Artists struggle north of the border "sorely and painfully, like a woman's birthing agonies," according to James MacMillan, who wrote the fanfare for the opening of the Scottish Parliament.

In the programme notes for his Symphony No 2, which will be premiered next week by the Scottish Chamber Orchestra, Mr MacMillan says that Scotland is "no place for a poet, no country for a man or woman of letters", and adds that there is a "spiritual desolation" about the country.

His barbed comments, which have appalled Scottish politicians, were backed yesterday by fellow artists, including Andrew O'Hagan, one of Scotland's most acclaimed writers.

"There is a tradition in Scotland that artists are best ignored and at worst reviled," said Mr O'Hagan.

"There is no proper acknowledgement or encouragement of their achievement. Scotland is alone among small societies in such failure."

He rounded on those who have dismissed Mr MacMillan's remarks. "The politicians," he said, "are behaving like executives of a public relations company or as employees of the Scottish Tourist Board instead of engaging with what he has said."

Mr MacMillan, in his controversial statement, quotes Mr O'Hagan, saying: "For all the glories of its humane tradition, Scotland has no time for the discomfiture of thinkers... and no spirit, no confidence, no capacity for tolerance in the face of unsettling truths".

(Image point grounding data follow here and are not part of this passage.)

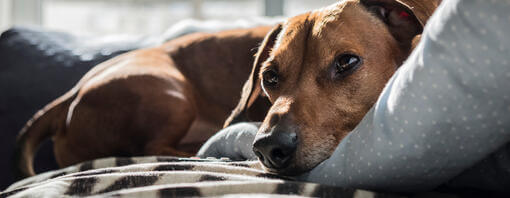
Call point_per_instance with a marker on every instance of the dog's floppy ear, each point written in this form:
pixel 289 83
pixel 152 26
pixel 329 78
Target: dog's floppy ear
pixel 252 100
pixel 405 19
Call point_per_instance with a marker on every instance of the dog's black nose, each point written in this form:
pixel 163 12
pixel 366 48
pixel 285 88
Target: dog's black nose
pixel 276 150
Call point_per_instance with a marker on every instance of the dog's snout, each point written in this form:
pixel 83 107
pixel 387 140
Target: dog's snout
pixel 276 150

Alasdair Gray, the novelist and painter, said he "totally agreed" with Mr MacMillan. "If you want to make a living out of art you should become an art administrator," he said.

Jack Vettriano, the Fife-born painter and arguably Britain's most popular artist, said he had been shunned by the Scottish artistic establishment. "I have been painting full-time for 10 years and in that time I have never had any letter or invitation, indeed any recognition that I exist, from the art establishment.

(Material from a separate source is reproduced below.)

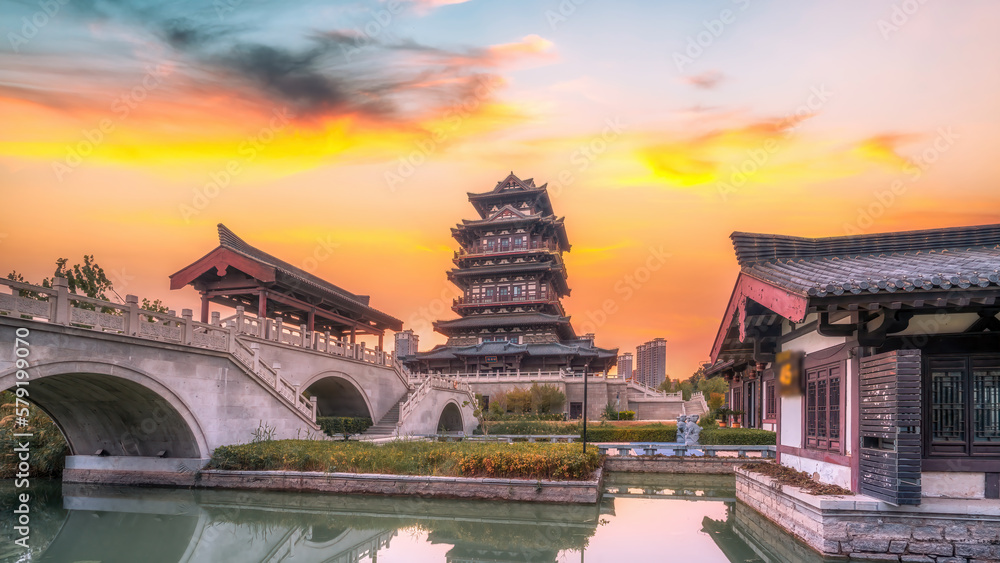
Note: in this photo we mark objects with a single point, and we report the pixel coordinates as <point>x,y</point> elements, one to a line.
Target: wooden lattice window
<point>770,401</point>
<point>963,410</point>
<point>824,402</point>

"There has just been a stunning, deafening silence. No museum - not even in Edinburgh where I started out - has purchased one of my works.

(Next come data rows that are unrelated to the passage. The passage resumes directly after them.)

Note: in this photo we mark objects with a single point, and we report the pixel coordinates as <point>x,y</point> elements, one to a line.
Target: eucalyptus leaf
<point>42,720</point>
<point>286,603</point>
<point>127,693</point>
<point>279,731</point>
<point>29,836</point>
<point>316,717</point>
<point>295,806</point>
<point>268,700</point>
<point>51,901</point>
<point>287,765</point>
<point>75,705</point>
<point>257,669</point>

"I sometimes think it is the fact that the work I do is sexualised... If you look at the make-up of the big players in the arts in Scotland, they are not sexy people."

Ronald Frame, Glasgow-born author of The Lantern Bearers, which narrowly missed out on making this year's Booker Prize shortlist, said that he had been largely ignored by the Scottish literary establishment.

"In this macho culture it is very difficult to write in a sensual way," said Mr Frame, whose novel tells the story of two gay musicians, loosely based on Benjamin Britten and Peter Pears, and how they are transformed by a mean-minded, censorious culture on the south-west coast of Scotland.

A L Kennedy, the Dundee-born novelist and social commentator, praised the composer for his courage. She said Mr MacMillan should be congratulated for "reminding us not only that Scotland has a sectarian culture but that it is still small-minded.

"A lot of people from Scotland who are successful do not get their first recognition in Scotland," she said.

"For example, I was first published in an English literary magazine. The Scottish Arts Council is better now but it could be very hidebound. The trouble is that if there is a clique with power, it will tend to want to give to its pals."

However Scotland's politicians, keen to trumpet what they regard as a cultural renaissance, were unanimous yesterday in rejecting Mr MacMillan's attack.

Scotland was emerging from a "cultural ice age," thanks to the new democracy, said Mike Russell, culture spokesman for the Scottish National Party.

Brian Monteith, his Conservative counterpart, said Mr MacMillan was completely wrong both in his comments about bigotry and those about the treatment of the arts.

`it Is No Place For A Poet, No Country For A Man Or Woman Of Letters'

James MacMillan

Artists struggle "sorely and painfully, like a woman's birthing agonies. [Scotland is] "no place for a poet, no country for a man or woman of letters."

Andrew O'Hagan

"There is no proper acknowledgement or encouragement of [artists'] achievement. Scotland is alone among small societies in such failure."

Jack Vettriano

"There has just been a stunning, deafening silence. No museum - not even in Edinburgh where I started out - has purchased one of my works."

AL Kennedy

"James MacMillan should be congratulated on reminding us not only that Scotland has a sectarian culture but that it is still small-minded."